The 238-mile Chevrolet Bolt EV electric car will be available nationwide one month early, by the end of August, Chevy says.

We took the liberty of publishing some rumors about the 2018 Nissan Leaf launch that correlated with other things we've heard.

Some crossovers are cars, and some are trucks; we explain why that matters for fuel economy, in the words of the U.S. Energy Information Agency itself.

Will Tesla get more stores in New York state? That depends on a bill now before the state legislature ... but the clock is ticking.

The 2018 Honda Fit gets a style update, some new safety features, and a Sport model—and it's still one of the higher-mileage small cars without a plug.

Meanwhile, the lease price for the 2017 Honda Clarity Electric will be $269 a month. Could you live with a big, premium sedan if it had only 89 miles?

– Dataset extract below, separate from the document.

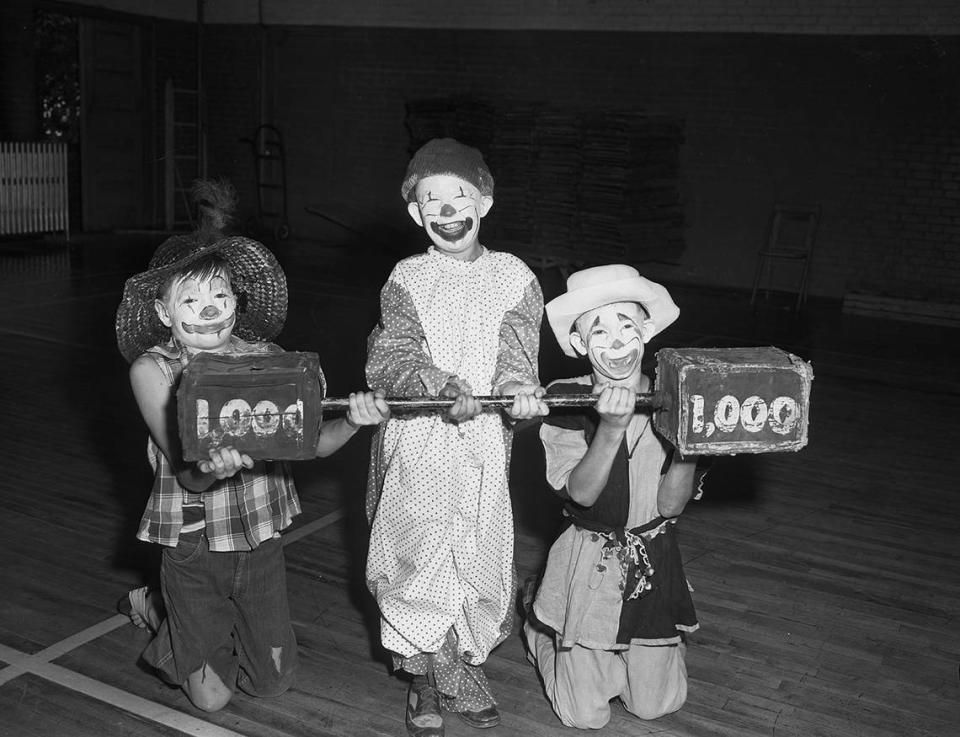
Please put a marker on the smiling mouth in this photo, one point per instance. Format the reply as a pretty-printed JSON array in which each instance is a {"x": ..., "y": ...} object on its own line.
[
  {"x": 452, "y": 231},
  {"x": 209, "y": 328}
]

Our Michigan writer spent several days with a 2017 Ford Fusion Energi plug-in hybrid sedan, and the experience left him frustrated. It wasn't the car's fault, though.

Is a $199 monthly car lease a bargain? It may not be, depending on the fine print. Surprise, right?

Finally, in the aftermath of GM's sale of its European Opel unit to French maker PSA, electric-car advocate and CEO Karl-Thomas Neumann is stepping down—reportedly headed for Audi, which will launch its first all-electric model next year.

Neumann is reported by German newspapers to be concerned that PSA isn't sufficiently focusing on electric cars. He should be much happier at Audi.